# .357 on the way....



## Stolya (May 23, 2009)

I was wondering if I could get some input from the folks on here who have owned and/or shot the .357 and the G32 in particular. 

I have just ordered one and wanted to get all the info I can before it arrives. I have read some details of the ballistics. I am very impressed about it's superior penetration to the 9mm of course which was the other option when I was choosing my first pistol in almost 10 years.

The .357 ammo around here has dropped to about the same price as 9mm and I am very ready to go try her out. 

Anything anyone has would be very helpful.


----------



## DJ Niner (Oct 3, 2006)

I owned a G32C (the ported version) for several years, and had no problems with it at all.
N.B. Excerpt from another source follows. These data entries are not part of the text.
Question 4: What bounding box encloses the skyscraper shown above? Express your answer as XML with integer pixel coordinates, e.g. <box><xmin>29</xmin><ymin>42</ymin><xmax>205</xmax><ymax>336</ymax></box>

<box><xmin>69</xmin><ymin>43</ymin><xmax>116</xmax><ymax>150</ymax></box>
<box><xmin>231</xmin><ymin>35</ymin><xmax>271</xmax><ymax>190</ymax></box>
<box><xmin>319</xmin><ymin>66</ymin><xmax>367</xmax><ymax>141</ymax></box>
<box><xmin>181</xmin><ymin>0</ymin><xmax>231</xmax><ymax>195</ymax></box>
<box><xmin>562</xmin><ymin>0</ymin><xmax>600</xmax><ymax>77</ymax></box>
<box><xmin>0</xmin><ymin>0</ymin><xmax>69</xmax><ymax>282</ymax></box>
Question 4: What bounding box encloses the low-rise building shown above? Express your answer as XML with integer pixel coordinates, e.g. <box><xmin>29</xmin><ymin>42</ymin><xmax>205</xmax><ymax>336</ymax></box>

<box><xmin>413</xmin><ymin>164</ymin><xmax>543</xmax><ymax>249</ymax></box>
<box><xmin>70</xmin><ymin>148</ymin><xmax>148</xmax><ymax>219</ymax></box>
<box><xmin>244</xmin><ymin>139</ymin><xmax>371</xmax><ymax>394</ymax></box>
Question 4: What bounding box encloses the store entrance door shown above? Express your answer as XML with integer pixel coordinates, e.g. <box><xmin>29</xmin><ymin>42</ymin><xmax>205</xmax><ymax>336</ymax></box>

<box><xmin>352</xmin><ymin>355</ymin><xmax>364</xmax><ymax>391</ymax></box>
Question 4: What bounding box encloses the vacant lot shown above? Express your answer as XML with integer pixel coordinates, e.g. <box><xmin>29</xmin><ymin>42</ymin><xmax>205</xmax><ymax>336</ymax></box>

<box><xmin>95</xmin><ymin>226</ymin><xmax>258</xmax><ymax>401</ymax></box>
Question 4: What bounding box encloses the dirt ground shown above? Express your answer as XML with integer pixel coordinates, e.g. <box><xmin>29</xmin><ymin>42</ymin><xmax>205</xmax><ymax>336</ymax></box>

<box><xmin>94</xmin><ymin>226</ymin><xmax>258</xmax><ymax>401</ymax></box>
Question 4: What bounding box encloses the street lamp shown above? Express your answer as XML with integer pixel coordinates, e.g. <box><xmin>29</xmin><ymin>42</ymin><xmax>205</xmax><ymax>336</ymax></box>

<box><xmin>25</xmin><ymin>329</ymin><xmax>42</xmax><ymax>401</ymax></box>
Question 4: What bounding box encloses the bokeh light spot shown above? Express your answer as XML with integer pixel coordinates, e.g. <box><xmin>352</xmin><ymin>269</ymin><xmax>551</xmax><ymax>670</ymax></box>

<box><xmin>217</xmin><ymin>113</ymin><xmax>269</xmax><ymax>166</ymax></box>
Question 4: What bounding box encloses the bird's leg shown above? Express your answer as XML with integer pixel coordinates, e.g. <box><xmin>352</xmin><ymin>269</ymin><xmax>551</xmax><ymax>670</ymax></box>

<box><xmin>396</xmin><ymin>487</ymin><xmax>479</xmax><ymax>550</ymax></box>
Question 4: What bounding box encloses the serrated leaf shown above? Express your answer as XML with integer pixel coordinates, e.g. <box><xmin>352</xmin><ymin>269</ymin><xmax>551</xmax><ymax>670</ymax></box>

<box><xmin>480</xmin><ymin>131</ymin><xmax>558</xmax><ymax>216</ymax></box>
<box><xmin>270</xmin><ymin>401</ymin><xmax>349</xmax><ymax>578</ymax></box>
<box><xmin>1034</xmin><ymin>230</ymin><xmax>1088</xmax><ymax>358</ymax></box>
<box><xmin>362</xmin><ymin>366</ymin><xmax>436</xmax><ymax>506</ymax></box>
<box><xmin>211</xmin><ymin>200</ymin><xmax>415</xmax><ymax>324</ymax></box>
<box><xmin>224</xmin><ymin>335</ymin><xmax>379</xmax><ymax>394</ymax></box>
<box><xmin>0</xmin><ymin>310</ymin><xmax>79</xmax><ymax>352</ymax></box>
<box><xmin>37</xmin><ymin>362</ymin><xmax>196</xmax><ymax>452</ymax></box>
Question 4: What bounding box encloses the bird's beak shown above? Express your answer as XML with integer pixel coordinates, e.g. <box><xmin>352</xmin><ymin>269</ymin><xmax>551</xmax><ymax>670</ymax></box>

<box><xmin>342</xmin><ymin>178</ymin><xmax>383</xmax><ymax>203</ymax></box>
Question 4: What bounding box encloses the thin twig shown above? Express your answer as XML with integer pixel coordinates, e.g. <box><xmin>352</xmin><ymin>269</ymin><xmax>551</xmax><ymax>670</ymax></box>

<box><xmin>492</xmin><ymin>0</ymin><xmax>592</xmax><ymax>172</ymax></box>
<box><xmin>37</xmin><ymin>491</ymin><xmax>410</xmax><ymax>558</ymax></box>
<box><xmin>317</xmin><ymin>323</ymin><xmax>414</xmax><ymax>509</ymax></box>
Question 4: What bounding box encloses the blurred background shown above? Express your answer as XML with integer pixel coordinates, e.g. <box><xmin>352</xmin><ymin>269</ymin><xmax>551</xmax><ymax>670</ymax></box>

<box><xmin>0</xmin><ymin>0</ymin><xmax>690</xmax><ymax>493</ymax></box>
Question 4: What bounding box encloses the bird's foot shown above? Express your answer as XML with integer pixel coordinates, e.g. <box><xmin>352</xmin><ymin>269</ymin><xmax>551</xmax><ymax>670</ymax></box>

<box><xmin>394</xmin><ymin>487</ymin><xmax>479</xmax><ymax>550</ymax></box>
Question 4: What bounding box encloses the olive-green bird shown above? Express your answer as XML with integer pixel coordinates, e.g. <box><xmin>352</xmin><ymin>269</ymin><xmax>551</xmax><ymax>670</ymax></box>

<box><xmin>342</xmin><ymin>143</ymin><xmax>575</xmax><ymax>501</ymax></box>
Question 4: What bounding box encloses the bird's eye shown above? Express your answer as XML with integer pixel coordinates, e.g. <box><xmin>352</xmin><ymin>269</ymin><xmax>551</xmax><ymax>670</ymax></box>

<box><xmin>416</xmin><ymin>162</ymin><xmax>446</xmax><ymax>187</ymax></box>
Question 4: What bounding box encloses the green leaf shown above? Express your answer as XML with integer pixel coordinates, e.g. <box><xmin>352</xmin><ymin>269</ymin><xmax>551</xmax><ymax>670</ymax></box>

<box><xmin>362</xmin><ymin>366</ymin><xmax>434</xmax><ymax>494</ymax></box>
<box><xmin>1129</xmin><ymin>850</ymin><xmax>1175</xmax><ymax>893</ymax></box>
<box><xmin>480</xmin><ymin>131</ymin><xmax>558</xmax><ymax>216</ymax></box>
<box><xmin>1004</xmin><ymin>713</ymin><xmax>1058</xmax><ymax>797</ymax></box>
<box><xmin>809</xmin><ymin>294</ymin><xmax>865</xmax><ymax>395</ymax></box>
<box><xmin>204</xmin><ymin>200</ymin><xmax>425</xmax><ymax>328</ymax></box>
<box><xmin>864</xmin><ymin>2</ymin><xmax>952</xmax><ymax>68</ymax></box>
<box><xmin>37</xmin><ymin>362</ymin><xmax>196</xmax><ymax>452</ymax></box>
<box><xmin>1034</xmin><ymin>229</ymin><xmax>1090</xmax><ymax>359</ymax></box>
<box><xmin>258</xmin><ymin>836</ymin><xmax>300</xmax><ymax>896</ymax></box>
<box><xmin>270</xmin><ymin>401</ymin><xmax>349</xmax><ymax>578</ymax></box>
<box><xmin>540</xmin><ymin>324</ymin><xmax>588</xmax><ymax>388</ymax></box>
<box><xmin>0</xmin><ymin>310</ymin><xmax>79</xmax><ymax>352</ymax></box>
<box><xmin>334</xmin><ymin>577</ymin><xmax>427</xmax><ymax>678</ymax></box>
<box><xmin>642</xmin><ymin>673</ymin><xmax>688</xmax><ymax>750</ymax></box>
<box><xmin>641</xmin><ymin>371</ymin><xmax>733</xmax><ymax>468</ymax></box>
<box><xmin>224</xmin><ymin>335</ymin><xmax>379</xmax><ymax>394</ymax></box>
The .357 cartridge has a bit of snap in the recoil, but the Glock handles it well and the higher velocity makes it shoot very flat out to extended distances. Mine was very accurate, and only the high (relative) cost of ammo caused me to trade it off. If I'd held on to it for a couple more years (after all the other calibers jumped up in price), I probably would still have it.


----------



## zhurdan (Mar 21, 2008)

I've got a 32C. I've had it for quite a few years and I love it. If you're finding ammo for it at 9mm prices, I'll send you a check so you can buy me some too! Either they are raping the crap out of 9mm customers or they mismarked it.

It can be shot well, but it takes a whole lot of practice. Don't try to shoot it fast at first or you'll ruin any technique you may already have. Shoot it slow. Once you get the recoil under control, pick up the pace, but only fast enough where you can put the rounds where you need them to go. After some serious practice, you'll be able to shoot it just as fast and accurate as any other caliber.

Here's a bit of success for me after about 5 years with this caliber.


----------



## Glockomadtic (Sep 23, 2009)

*33*

I shoot a 33 its 9mm from hell best gun I have shot, you will a a blast with it and I mean BLAST. And a great carry gun.


----------